"When dawn spreads its paintbrush on the plain, spilling purple... ," Songs of the Pioneers song from TV show "Wagon Train." Dawn on the mythic Santa Fe Trail, New Mexico, looking toward Raton from Cimarron. -- Clarkphoto. A curmudgeon's old-fashioned newspaper column, cross-breeding metaphors and journalism and art, for readers in 150 countries.

Sunday, June 22, 2014

It's in the mail, rural reverie

If it grabs your attention, you better stop and take a photo of it, because it may be gone tomorrow. I learned that long ago as a newspaper and amateur photographer. And I'm reminded again every time I paint something from out in the field or from a photograph. 
In my mailbox reverie at the moment, I remembered a painting I did five years ago, from a photo by friend Rusty Lange of Tulsa. She's got a journalistic photographer's eye for the uncommon in every day places.
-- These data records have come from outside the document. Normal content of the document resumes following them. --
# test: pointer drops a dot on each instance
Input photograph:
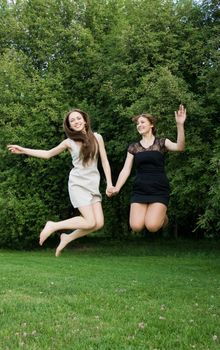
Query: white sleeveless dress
(84, 180)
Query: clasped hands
(111, 191)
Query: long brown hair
(150, 118)
(89, 147)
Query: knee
(151, 227)
(91, 224)
(99, 224)
(135, 226)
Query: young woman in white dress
(84, 147)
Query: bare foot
(46, 232)
(64, 240)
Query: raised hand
(180, 115)
(15, 149)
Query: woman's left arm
(105, 162)
(180, 117)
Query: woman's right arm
(45, 154)
(125, 172)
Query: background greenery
(113, 59)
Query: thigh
(87, 212)
(137, 215)
(98, 213)
(155, 215)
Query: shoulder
(161, 142)
(132, 148)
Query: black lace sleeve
(132, 148)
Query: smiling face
(144, 126)
(77, 122)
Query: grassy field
(153, 295)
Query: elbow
(181, 148)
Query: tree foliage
(114, 59)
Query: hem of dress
(149, 199)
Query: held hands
(180, 115)
(15, 149)
(111, 191)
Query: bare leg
(86, 221)
(137, 216)
(165, 223)
(67, 238)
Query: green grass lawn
(152, 295)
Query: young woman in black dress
(150, 195)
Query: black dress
(150, 184)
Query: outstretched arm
(125, 172)
(38, 152)
(180, 117)
(105, 163)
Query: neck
(148, 137)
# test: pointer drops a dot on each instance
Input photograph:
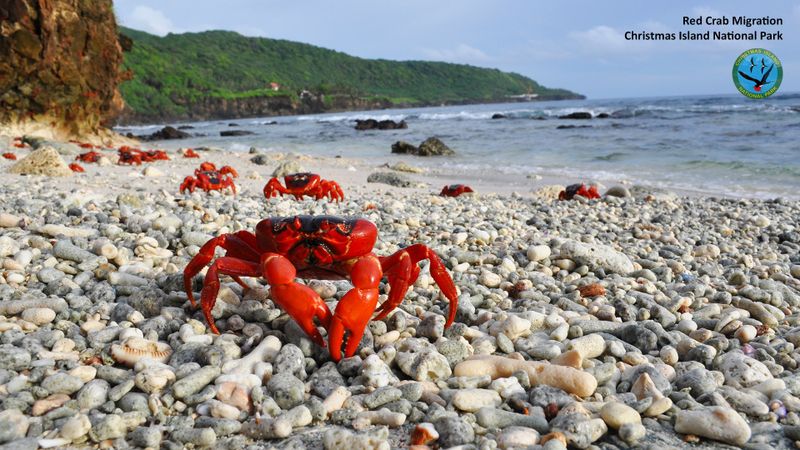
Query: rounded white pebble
(39, 316)
(538, 253)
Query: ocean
(722, 145)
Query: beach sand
(680, 307)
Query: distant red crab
(454, 190)
(224, 170)
(83, 144)
(578, 189)
(323, 247)
(300, 184)
(131, 156)
(208, 180)
(128, 155)
(91, 156)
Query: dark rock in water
(165, 134)
(404, 148)
(261, 160)
(429, 147)
(372, 124)
(391, 179)
(577, 115)
(434, 147)
(235, 133)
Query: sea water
(718, 145)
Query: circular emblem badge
(757, 73)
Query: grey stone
(453, 431)
(194, 382)
(146, 437)
(62, 383)
(291, 360)
(287, 390)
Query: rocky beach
(643, 319)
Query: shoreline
(676, 311)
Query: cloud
(462, 53)
(151, 20)
(602, 39)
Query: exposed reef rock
(59, 64)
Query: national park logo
(757, 73)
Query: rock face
(164, 134)
(372, 124)
(430, 147)
(59, 63)
(45, 161)
(580, 115)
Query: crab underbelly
(321, 273)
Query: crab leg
(402, 274)
(241, 245)
(417, 253)
(227, 266)
(356, 307)
(301, 302)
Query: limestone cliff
(59, 65)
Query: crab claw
(301, 302)
(355, 309)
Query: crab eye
(343, 228)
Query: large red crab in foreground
(322, 247)
(578, 189)
(300, 184)
(454, 190)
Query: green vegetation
(174, 73)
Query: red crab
(83, 144)
(323, 247)
(300, 184)
(155, 155)
(578, 189)
(454, 190)
(131, 156)
(224, 170)
(89, 157)
(207, 180)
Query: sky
(573, 44)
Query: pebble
(62, 383)
(75, 427)
(471, 400)
(13, 425)
(714, 422)
(538, 253)
(618, 414)
(195, 382)
(517, 437)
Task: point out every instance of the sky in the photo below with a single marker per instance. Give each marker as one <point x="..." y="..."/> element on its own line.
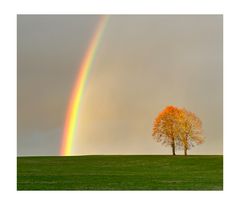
<point x="143" y="64"/>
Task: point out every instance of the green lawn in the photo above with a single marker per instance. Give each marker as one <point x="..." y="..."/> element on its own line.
<point x="116" y="172"/>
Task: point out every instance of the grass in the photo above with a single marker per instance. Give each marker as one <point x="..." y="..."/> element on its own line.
<point x="116" y="172"/>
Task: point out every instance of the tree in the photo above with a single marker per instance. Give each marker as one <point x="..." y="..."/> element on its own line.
<point x="178" y="128"/>
<point x="190" y="130"/>
<point x="165" y="127"/>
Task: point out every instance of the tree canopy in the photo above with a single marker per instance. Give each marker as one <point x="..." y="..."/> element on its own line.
<point x="178" y="128"/>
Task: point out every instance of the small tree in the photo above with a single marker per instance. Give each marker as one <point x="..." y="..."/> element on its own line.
<point x="165" y="127"/>
<point x="190" y="130"/>
<point x="178" y="128"/>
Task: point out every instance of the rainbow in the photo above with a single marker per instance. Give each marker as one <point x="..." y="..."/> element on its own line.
<point x="71" y="120"/>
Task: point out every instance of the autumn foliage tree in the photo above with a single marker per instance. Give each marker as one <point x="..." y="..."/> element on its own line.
<point x="178" y="128"/>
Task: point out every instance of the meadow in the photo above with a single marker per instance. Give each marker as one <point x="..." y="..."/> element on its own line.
<point x="121" y="172"/>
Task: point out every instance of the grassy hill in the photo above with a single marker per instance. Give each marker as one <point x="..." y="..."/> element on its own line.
<point x="120" y="172"/>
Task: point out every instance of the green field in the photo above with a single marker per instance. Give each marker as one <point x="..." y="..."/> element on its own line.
<point x="116" y="172"/>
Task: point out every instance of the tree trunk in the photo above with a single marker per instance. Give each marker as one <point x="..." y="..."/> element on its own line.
<point x="173" y="148"/>
<point x="185" y="151"/>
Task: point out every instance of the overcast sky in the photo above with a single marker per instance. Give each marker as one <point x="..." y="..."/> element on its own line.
<point x="143" y="64"/>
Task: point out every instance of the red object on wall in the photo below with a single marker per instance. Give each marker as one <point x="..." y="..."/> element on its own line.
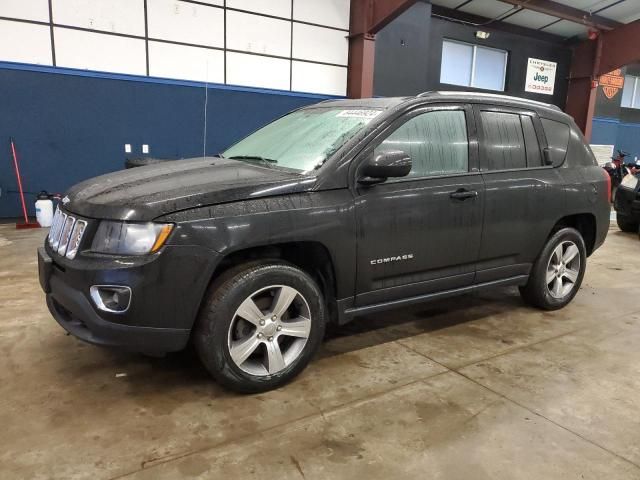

I saw her photo of this mailbox, painted it and sent it to her. Later she told me the mailbox was no longer. It's also happened with the rural West Texas fence posts I painted near my daughter's house a year ago. The fence is now gone, replaced by metal posts.
So I started looking for other mail boxes to paint, and these showed up on a Google search. I can see some paintings in the future.




4 comments:

  1. Not only are our mail boxes disappearing also our mail service they want to reduce it to only a couple of days a week.
    Merle...........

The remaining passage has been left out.